Umberto Eco war zu Recht alarmiert. Allerdings müssen nicht unbedingt "junge Leute dafür bezahlen", um die Worte des Autors von "Geschichte der Schönheit" und "Geschichte der Hässlichkeit" aufzugreifen. Das war "der" Weg des 20. Jahrhunderts, als die Weltbevölkerung mit einer Rate von 2,5% pro Jahr wuchs. Im Kontext des "demografischen Winters", der den Bevölkerungsrückgang erklärt, den viele europäische Länder bereits erleben und auf den wir schnell zusteuern, ist dies jedoch völlig unmöglich. Der demografische Ersatz erfordert nach dem Konsens der Demografen eine Fertilitätsrate von 2,1. In Uruguay waren es 2019 1,5. Bei der Rentenreform von 1995 waren es 2,5. Dann wurden jährlich etwa 58.000 Kinder geboren, letztes Jahr waren es 37.000.

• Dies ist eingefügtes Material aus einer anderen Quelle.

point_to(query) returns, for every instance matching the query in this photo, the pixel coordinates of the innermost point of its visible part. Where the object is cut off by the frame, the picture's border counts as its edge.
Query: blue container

In der neuen demografischen Realität ist es unmöglich, die Renten ausschließlich auf Transfers von aktiven Generationen zu stützen, ohne das Prinzip der Gerechtigkeit zwischen den Generationen zu gefährden. Wir müssen in den kommenden Jahren das Gewicht des Rentenrucksacks für Arbeitnehmer verringern, die nichts anderes als unsere Kinder und Enkelkinder sind. Wie es geht?

Es gibt keine einzige Formel und sie sind nicht exklusiv. Eine Möglichkeit besteht darin, weiterhin ein Pyramidenschema mit erheblichen Einwanderungsvolumina zu füttern (da wir Eingeborenen sich sehr bescheiden fortpflanzen). In der Vision von Umberto Eco wird der Ruhestand der "sehr vielen älteren, wohlhabenden und gesunden" von "Einwanderern bezahlt, die die italienische Staatsbürgerschaft erlangen wollen ... und einer neuen, frischeren Belegschaft Platz machen".

Viele von uns begrüßen die Einwanderungswelle, die Uruguay empfängt. Zumindest für den Moment ist es jedoch weit davon entfernt, die Nadel zu bewegen. Wenn wir in den nächsten zwei oder drei Jahrzehnten 1,5 Millionen Einwanderer im erwerbsfähigen Alter aufnehmen würden, würden wir die im Jahr 2000 bestehende Beziehung zwischen der Bevölkerung im erwerbsfähigen Alter und der Bevölkerung ab 65 Jahren kaum wieder aufbauen.

Was sind die Länder, die vor uns die Massivierung der Langlebigkeit durchgemacht haben? Gibt es Erfolgsgeschichten, aus denen man lernen kann? Es gibt mehrere, die übrigens der Formel von Umberto Eco nicht vertrauen. In Kapitel 8 von "Die Ära der neuen alten" beschreibe ich, wer und warum "die Besten der Klasse" sind. Kurz gesagt, sie sind diejenigen, die früher gemischte Schemata angenommen haben.

Diese Länder (Dänemark, Niederlande usw.) vertrauten einen Minderheitsteil ihrer wirtschaftlichen Sicherheit im Alter dem generationsübergreifenden Transfer von aktiven Arbeitnehmern zur älteren Bevölkerung an. Grundsätzlich bieten diese Transfers ein Mindestschutznetz und ein Ersatzsystem für Arbeitseinkommen für Altersversorgungsleistungen in begrenztem Umfang. Der andere Teil der Altersvorsorge, in der Regel die Mehrheit, wird durch langjährige Sparprozesse durch voll kapitalisierte Systeme gestützt, die nicht von Transfers zwischen den Generationen abhängen. Traditionell waren sie obligatorische oder fast obligatorische kollektive Kapitalisierungssysteme, und immer mehr transformieren oder integrieren sie individuelle Sparpläne. Das ist der richtige Weg.